Author | Pamela Moore |
---|---|
Language | English |
Publisher | Rinehart & Company |
Publication date | September 1, 1956 |
Publication place | United States |
Chocolates for Breakfast is a 1956 American novel written by Pamela Moore. Originally published in 1956 when Moore was eighteen years old, the novel gained notoriety from readers and critics for its frank depiction of teenage sexuality, and its discussion of the taboo topics of homosexuality and gender roles. [1] The plot focuses on fifteen-year-old Courtney Farrell and her destructive upbringing between her father, a wealthy Manhattan publisher, and her mother, a faltering Hollywood actress.
Upon its release in 1956, the novel became an international sensation and was published in multiple languages, [2] with many critics drawing comparisons to the 1954 French novel Bonjour Tristesse by Françoise Sagan. [3] Chocolates for Breakfast went out of print in 1967, and was not reprinted in the United States until Harper Perennial re-released the novel in June 2013. [4] This marks its first re-printing in North America in over forty-five years.
The book opens with Courtney Farrell and her best friend Janet Parker at a New England boarding school, arguing over Courtney's attachment to her English teacher, Miss Rosen, whom Janet derides as "queer." Later the school pressures Miss Rosen to not talk to Courtney outside of class, and Courtney falls into a depression. She leaves school and joins her single mother, Sondra, in Hollywood. As Sondra struggles to find work as an actress, Courtney often has to take care of her and manage their situation. She also takes up with Sondra's friends, including Barry Cabot, a bisexual actor with whom she has an affair, though he breaks it off to return to his male lover.
Courtney often expresses a wish that she were born a man, as in this conversation with her teacher Miss Rosen:
"Don’t you think of yourself as a woman?” Miss Rosen said, amused.
"No, not really," Courtney said thoughtfully. "I don’t think the way they do. Men always tell me that I think like a man. It would be a lot simpler if I were a man. I guess. But maybe it wouldn’t be. .../... Since I can remember I’ve dreamt that I am a man. I hardly even notice now that in all my dreams I’m myself, but a man. I wonder why that is," she mused.
Courtney and Sondra move to New York, where Sondra hopes to work in television and where Courtney's father Robbie might be able to give them more support. There she reunites with her friend Janet and they go from cocktail parties at the Stork to all-night debutante balls on Long Island. Courtney becomes fascinated by Janet's friend Anthony Neville, an aristocratic esthete who lives out of the Pierre hotel and has homes in the Riviera and the Caribbean. She and Anthony become lovers but hide it from Janet, who was involved with him in the past.
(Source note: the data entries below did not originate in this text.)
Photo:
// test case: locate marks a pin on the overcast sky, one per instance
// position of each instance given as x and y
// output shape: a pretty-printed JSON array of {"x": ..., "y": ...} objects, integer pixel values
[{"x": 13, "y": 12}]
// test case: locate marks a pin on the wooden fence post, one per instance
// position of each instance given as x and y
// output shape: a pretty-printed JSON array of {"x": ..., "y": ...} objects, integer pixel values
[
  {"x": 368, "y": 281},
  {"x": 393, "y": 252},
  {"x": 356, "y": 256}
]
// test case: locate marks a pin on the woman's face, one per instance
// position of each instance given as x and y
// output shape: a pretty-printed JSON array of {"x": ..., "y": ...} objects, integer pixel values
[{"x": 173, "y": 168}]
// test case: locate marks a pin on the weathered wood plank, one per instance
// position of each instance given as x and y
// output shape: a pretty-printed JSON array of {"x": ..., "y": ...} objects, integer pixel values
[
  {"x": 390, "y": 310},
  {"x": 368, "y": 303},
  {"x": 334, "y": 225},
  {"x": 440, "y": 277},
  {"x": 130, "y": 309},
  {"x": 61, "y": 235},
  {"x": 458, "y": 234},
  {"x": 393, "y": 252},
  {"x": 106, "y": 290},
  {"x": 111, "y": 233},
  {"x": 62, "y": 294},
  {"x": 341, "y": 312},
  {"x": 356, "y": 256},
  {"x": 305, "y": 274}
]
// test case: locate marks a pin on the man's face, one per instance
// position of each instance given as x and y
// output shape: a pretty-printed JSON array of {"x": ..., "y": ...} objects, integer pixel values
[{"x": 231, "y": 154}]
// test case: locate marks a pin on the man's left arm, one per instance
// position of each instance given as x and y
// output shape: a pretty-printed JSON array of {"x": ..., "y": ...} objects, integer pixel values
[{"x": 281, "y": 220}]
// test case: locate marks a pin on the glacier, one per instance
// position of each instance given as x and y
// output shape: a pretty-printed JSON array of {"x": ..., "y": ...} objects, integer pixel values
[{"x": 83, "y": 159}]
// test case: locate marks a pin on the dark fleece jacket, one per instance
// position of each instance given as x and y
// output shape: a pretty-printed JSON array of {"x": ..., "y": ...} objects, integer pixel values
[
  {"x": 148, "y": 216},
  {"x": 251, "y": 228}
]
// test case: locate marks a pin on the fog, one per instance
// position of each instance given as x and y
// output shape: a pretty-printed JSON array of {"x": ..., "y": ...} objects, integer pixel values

Most of the characters in the book are heavy drinkers, [5] with the exception of Courtney and a young man named Charles Cunningham who gradually emerges as a love interest, although Courtney initially finds him too "straight arrow." Janet's father stands out as an alcoholic who "no longer cared for the niceties of companionship or ice in his bourbon." He often beats down the door behind which his wife and daughter hide from his rages. Janet leaves home to live with Courtney. When she returns, her mother has fled to a sanitarium and her father is alone and drunk, and blames his daughter for ruining their lives.
Coldly, with the full force of his body, he slapped her...He fell upon her and forced her onto the couch and lay above her as a lover might, and she was terrified . . . As her body went limp in his arms he rose and walked over to the window. Thank God, she thought. Thank God he got up."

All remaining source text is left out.